Note that if you have a Collection and you annotate with JsonDeserialize that field you have to handle all the collection. Here is the modification
in my case
#Component
public class SensorDataDeserializer extends StdDeserializer<List<SensorData>> {
private static final long serialVersionUID = 3625068688939160875L;
#Autowired
private SensorManager sensorManager;
private static final String discriminator = "name";
public SensorDataDeserializer() {
super(SensorData.class);
SpringBeanProvider.getInstance().autowireBean(this);
}
#Override
public List<SensorData> deserialize(JsonParser parser,
DeserializationContext context) throws IOException,
JsonProcessingException {
try {
ObjectMapper mapper = (ObjectMapper) parser.getCodec();
ArrayNode root = (ArrayNode) mapper.readTree(parser);
int size = root.size();
List<SensorData> sensors = new ArrayList<SensorData>();
for (int i = 0; i < size; ++i) {
ObjectNode sensorHead = (ObjectNode) root.get(i);
ObjectNode sensorData = (ObjectNode) sensorHead.get("data");
String tag = sensorHead.get(discriminator).asText();
Class<? extends SensorData> clazz = this.sensorManager
.getCachedSensorsMap().get(tag).sensorDataClass();
if (clazz == null) {
throw new InvalidJson("unbound sensor");
}
SensorData parsed = mapper.readValue(sensorData.traverse(),
clazz);
if (parsed == null) {
throw new InvalidJson("unbound sensor");
}
sensors.add(parsed);
}
return sensors;
} catch (Throwable e) {
throw new InvalidJson("invalid data");
}
}
}
Hope it helps someone :)

Why don't you just use #JsonTypeInfo?

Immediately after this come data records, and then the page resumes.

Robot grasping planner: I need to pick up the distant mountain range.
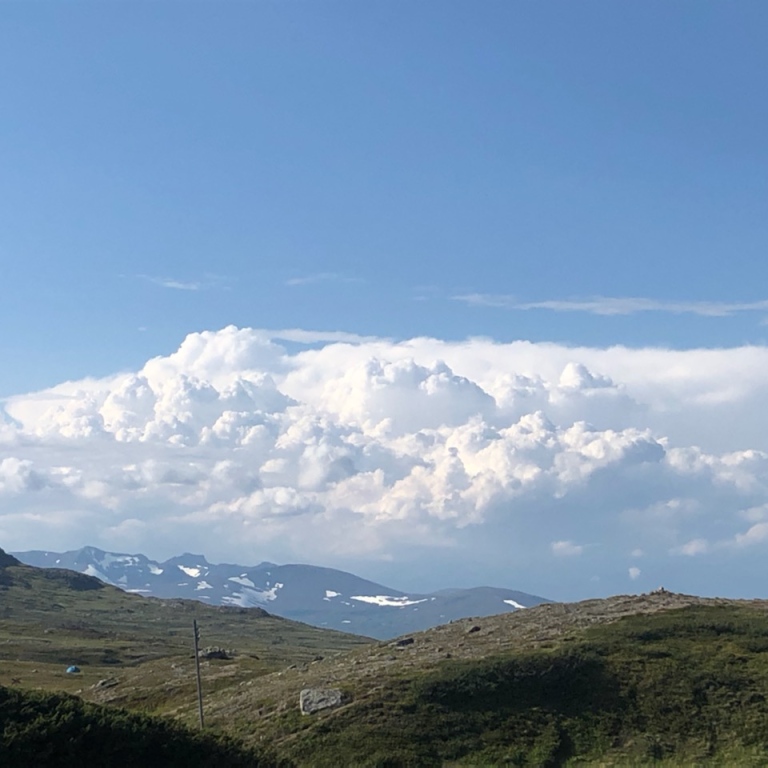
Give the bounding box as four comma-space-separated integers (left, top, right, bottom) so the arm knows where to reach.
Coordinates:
13, 547, 548, 639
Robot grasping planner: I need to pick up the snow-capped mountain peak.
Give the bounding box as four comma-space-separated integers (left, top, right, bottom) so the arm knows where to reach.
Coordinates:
14, 547, 546, 639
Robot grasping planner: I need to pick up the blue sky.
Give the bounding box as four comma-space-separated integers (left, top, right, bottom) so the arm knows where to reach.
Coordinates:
0, 0, 768, 395
0, 0, 768, 597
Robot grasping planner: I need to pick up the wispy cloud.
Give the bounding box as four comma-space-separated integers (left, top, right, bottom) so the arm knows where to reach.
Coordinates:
285, 272, 365, 287
550, 541, 584, 557
137, 275, 224, 291
452, 293, 768, 317
264, 328, 389, 344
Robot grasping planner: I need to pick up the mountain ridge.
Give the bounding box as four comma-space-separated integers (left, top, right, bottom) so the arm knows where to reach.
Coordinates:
14, 546, 549, 639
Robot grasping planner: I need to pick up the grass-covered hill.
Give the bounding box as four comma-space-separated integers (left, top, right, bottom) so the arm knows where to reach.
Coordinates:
0, 686, 284, 768
0, 550, 370, 712
6, 552, 768, 768
198, 593, 768, 766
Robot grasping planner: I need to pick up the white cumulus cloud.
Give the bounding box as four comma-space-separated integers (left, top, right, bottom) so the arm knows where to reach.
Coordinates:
0, 327, 768, 596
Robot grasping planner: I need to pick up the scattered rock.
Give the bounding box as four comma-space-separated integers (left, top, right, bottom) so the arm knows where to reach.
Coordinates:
199, 648, 235, 660
299, 688, 344, 715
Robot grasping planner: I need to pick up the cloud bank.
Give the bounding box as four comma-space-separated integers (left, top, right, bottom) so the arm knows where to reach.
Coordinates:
0, 327, 768, 591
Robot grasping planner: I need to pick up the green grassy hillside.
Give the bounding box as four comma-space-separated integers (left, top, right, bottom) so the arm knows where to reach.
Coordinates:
213, 604, 768, 766
0, 687, 286, 768
0, 550, 370, 712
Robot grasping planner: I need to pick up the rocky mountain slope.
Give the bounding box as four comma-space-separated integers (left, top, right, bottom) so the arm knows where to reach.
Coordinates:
14, 547, 546, 639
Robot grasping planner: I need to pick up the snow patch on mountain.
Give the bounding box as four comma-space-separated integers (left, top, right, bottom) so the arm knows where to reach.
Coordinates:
350, 595, 427, 608
228, 574, 256, 589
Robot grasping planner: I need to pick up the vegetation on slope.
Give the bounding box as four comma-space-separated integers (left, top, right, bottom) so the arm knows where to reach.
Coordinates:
0, 687, 286, 768
252, 605, 768, 766
0, 550, 370, 713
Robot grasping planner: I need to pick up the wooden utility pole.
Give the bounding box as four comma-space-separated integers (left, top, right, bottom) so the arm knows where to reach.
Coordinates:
192, 619, 205, 728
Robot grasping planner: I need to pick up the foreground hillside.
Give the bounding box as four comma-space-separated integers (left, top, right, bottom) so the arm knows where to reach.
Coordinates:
0, 686, 283, 768
0, 550, 370, 712
192, 594, 768, 766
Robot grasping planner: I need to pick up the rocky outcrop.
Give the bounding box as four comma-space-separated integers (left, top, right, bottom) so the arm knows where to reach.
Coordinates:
299, 688, 344, 715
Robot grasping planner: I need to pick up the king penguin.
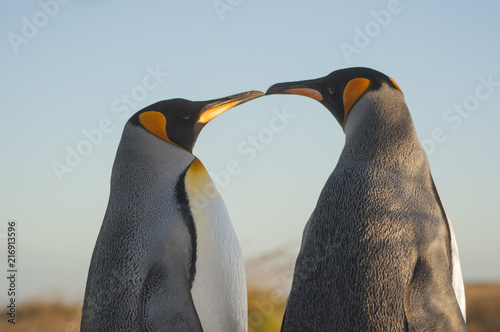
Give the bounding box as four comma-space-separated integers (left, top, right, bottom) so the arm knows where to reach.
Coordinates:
267, 68, 467, 332
81, 91, 263, 332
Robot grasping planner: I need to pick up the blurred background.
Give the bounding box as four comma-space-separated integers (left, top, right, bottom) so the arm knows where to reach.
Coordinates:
0, 0, 500, 332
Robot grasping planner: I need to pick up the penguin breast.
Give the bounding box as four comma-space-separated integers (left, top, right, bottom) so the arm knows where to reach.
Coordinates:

Polymorphic handling is the specific use case for it.
In this case, you would want to use something like:
#JsonTypeInfo(use=Id.NAME, include=As.PROPERTY, property="name")
#JsonSubTypes({ HumiditySensorData.class, ... }) // or register via mapper
public abstract class SensorData { ... }
#JsonTypeName("temperature")
public class TemperaratureSensorData extends SensorData {
public TemperaratureSensorData(#JsonProperty("data") JsonNode data) {
// extract pieces out
}
}
which would handle resolution from 'name' into sub-type, bind contents of 'data' as JsonNode (or, if you prefer can use Map or Object or whatever type matches).